Ron Slack is chair of the WIB in Santa Cruz, as well as publisher of Good Times. He says the WIB has attempted to consolidate efforts with the EDD since 2008, met with minimal communication on the part of EDD.
“Part of the problem is that government [offices] have no vested interest in the money that they’re spending, and, therefore, no one’s taking responsibility and saying this is a travesty,” says Slack. “I’m a businessman. … To run a business, you have to take responsibility for revenues and expenses. Apparently for the government and EDD, that’s not important. If it was important, they would have made more than a feeble attempt over a four-year period of time to find a new home at a drastically reduced rate.”
The lease agreement between EDD and the building owners was renewed this April and extended to a month-to-month agreement through December. Petrie says the EDD in Capitola is presently in lease negotiations to reduce their financial footprint, but could not provide specifics.
“We’re doing two things,” Petrie says. “We’re looking for a new site within Santa Cruz that could be acceptable to the wide array of partnerships [we have], and if we’re not successful in doing that, we’re concurrently in negotiations to reduce the terms of our existing lease to be more aligned with the actual space needs we and the other partners, and the influx of job-seeker traffic, requires.”
Petrie says part of the reason the EDD has not yet relocated is that the Watsonville Career Center does not meet ADA and seismic requirements that are federally mandated for any EDD site.
The WIA states that operations partnering with EDD should be co-located or connected to the One Stop in some fashion. The arrangements can be in the form of electronic connectivity, formal referral, or physical connections.
The WIA Section 134, entitled “One-Stop Delivery,” states that, at a minimum, a one-stop delivery system should make all appropriate programs accessible at no less than one physical center in each local area of the state.
Each partner site must assure individuals that information on the availability of core services will be available regardless of where the individuals initially enter the statewide workforce investment system.

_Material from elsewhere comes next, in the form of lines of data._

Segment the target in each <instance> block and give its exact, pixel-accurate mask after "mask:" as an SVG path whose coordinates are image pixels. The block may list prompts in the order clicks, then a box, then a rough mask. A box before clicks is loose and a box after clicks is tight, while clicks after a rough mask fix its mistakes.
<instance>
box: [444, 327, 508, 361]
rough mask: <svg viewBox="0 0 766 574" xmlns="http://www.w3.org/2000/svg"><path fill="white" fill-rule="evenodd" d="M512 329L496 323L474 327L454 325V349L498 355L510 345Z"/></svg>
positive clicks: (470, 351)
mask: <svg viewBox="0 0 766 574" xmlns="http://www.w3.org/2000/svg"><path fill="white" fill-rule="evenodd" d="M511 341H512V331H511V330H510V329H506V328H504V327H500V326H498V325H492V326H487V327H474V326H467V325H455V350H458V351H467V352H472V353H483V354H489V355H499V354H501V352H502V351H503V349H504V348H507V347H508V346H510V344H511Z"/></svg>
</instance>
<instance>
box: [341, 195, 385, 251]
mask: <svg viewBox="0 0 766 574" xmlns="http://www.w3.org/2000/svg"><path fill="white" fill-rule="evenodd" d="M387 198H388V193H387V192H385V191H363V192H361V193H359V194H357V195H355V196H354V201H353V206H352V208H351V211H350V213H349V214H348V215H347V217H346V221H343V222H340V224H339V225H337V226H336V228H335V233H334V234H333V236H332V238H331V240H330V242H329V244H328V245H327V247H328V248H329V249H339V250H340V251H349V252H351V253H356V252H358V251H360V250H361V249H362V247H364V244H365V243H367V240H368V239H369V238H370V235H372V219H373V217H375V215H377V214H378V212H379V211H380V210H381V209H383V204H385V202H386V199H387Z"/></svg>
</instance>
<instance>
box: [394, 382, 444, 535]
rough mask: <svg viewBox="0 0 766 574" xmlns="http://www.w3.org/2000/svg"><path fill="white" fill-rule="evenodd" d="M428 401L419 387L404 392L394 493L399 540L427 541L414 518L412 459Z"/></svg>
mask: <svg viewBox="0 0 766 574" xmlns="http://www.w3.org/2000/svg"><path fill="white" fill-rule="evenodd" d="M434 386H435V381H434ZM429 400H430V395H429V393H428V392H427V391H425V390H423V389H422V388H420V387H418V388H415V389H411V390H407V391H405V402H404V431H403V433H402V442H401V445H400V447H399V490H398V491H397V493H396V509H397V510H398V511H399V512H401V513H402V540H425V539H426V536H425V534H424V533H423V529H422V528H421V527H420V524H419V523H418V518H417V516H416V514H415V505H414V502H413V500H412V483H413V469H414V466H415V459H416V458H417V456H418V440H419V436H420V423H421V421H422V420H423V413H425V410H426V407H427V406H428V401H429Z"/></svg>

“[EDD] has a presence in Watsonville that cannot exceed 16 hours a week, because that is the regulation we have to attend to given the fact that it’s not seismic,” Petrie says.
Lundberg says the site does, in fact, meet seismic requirements, and he made sure of this by personally arranging for structural engineers to come and review the building.
According to state and federal requirements, EDD must also take several location-based factors into account when selecting a service site under the WIA. These include nearness to transportation lines, and location in relation to businesses and unemployment rates.
While Capitola’s unemployment rate was 7.8 percent in March 2012, Watsonville’s unemployment rate was 27.7 percent. Lundberg says the WIB has prioritized providing comprehensive services in Watsonville for this reason.
However, Director of Public Affairs Levy says that while the EDD takes the unemployment rates of overall regions into account when selecting service sites, they do not take into account unemployment rates of specific cities within jurisdictions.
Until the EDD figures out its future in Santa Cruz, it continues to spend $32,659 a month on the oversized One-Stop Career Center in Capitola.